One billion: the number of people with Facebook accounts according to a survey performed in November 2012. Although a significant player when it comes to data transit on the internet, Facebook is not the only one. We ask ourselves: what becomes of the data on social networks?
Do we honestly believe that data on social networks might end up as rubbish in a rubbish dump? Do we imagine that it gets piled-up, decomposing after being squeezed and crushed? Of course not! As long as data has not been deleted in line with the conditions in the contractual terms of your account, all the actions performed on the data, including the links from it to other accounts, remain active; reactivated data can be found at the front of the line almost instantaneously.

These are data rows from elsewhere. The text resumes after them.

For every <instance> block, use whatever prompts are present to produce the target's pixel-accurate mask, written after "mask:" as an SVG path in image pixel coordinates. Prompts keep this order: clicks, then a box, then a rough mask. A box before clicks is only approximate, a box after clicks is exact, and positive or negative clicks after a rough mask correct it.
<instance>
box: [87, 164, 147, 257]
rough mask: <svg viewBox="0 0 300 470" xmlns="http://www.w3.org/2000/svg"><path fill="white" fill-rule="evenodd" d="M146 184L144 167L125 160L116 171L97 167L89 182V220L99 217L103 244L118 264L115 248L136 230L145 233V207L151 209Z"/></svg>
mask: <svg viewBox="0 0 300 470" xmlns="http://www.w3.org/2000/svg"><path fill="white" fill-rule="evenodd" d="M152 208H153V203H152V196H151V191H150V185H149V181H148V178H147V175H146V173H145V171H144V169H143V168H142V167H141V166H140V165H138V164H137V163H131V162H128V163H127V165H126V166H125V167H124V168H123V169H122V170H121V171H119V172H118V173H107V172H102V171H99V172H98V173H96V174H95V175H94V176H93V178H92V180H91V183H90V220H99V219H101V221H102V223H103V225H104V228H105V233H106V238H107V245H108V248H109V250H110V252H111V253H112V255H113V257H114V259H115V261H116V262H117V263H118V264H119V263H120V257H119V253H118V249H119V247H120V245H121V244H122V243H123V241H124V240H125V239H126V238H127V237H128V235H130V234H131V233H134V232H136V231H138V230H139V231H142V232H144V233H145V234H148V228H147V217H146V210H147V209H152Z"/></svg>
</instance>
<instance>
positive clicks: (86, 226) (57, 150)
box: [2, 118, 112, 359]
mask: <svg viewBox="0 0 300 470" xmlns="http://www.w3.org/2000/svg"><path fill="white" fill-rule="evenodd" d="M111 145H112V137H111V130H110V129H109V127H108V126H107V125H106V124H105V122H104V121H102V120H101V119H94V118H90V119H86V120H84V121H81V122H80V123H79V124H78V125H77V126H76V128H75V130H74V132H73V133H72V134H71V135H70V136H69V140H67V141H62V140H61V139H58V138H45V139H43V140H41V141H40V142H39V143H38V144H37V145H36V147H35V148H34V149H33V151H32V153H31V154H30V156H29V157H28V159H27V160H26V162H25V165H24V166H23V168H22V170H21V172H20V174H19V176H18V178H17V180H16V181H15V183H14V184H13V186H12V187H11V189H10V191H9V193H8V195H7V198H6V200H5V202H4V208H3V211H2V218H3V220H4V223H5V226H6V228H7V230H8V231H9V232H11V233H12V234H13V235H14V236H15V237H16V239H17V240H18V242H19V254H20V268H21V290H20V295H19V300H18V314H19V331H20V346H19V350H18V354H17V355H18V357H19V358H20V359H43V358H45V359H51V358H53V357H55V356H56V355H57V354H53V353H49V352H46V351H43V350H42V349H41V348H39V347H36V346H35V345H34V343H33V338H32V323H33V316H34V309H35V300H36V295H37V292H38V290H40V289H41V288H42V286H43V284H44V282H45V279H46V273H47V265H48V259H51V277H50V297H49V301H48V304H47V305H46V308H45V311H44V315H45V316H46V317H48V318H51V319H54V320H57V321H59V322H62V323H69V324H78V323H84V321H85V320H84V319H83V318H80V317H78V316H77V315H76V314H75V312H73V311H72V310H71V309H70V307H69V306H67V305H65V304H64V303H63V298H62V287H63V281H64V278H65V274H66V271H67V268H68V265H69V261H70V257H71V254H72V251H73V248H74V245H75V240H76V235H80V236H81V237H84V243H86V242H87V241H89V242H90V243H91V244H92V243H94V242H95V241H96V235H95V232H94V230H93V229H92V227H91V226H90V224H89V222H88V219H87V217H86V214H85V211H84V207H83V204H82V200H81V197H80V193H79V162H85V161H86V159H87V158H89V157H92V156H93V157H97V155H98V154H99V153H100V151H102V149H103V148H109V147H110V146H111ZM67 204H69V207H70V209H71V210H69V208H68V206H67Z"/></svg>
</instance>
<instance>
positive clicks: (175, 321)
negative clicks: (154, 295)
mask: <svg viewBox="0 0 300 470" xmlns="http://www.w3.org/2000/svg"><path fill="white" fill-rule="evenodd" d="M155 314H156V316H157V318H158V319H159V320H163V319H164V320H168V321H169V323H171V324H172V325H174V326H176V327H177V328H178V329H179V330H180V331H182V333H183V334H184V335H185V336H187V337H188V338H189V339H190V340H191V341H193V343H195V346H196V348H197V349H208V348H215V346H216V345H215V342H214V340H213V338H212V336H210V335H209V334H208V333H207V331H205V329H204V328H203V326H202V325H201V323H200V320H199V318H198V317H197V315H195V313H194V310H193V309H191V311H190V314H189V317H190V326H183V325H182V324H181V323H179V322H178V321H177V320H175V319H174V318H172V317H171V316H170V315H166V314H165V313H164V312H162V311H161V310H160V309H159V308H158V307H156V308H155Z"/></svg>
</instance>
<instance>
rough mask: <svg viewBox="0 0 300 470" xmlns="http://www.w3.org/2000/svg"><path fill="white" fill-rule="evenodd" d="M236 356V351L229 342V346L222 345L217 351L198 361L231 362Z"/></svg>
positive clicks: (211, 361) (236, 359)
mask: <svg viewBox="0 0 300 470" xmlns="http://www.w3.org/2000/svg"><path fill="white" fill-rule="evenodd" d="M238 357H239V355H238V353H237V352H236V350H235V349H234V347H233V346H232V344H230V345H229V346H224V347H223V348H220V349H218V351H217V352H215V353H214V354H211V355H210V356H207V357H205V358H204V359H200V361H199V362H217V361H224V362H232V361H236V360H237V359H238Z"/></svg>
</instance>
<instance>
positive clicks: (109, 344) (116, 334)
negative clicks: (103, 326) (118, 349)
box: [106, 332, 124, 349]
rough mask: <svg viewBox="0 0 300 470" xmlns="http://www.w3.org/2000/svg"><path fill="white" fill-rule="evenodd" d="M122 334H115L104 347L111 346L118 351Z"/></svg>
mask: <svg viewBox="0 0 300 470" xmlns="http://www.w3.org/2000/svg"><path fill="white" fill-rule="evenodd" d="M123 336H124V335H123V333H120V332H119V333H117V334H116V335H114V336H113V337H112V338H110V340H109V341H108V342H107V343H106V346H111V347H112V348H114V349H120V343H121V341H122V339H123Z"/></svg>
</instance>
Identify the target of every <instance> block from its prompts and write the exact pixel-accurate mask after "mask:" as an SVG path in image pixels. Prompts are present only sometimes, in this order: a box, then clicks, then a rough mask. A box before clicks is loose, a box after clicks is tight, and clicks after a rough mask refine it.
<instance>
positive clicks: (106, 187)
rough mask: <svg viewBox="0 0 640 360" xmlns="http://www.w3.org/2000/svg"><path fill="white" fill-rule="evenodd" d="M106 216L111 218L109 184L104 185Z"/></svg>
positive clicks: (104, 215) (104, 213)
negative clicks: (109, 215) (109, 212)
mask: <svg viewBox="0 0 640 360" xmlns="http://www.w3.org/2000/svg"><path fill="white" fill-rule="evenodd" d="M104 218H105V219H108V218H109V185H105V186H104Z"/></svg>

This means several things. Firstly, that this data can be used accessed by the storing and archiving administrators of the website on which you have chatted and posted things. They are able to do what they wish with the data, within the agreed conditions of your account contract. These masses of information could be used by marketers to help create new products and services designed to target you better…
Is it possible to influence this data?
Yes, if the conditions permit, like with Facebook for example. But not if the data has been extracted and processed by a third party. Imagine a photo that is fun in a certain context, but which could mean anything out of this context. A photo that has only been posted for a few hours could have been copied and reused by a third party without your knowledge, and could reappear at any moment in the future…
When the creators of Web 2.0 set the objective of being able to free-up data in order to make it easier to be manipulated by all sorts of applications, the initiative was revolutionary, and has permitted this fabulous creativity we see on social networks. And what might become of the data on social networks with Web 3.0? The main difference lies in the fact that users will have a digital identity which allows them to control all the information they broadcast over networks.
It’s as if all your data were connected to life-support: the user could, at any time, chose to permanently cut off any piece of data regardless of where it might be. This might work if making copies of the original were impossible, and also if all information published on the internet were to carry some kind of unique or ’origin’ stamp. This is indeed possible, but is subject to a regulatory process and the policies that go with it.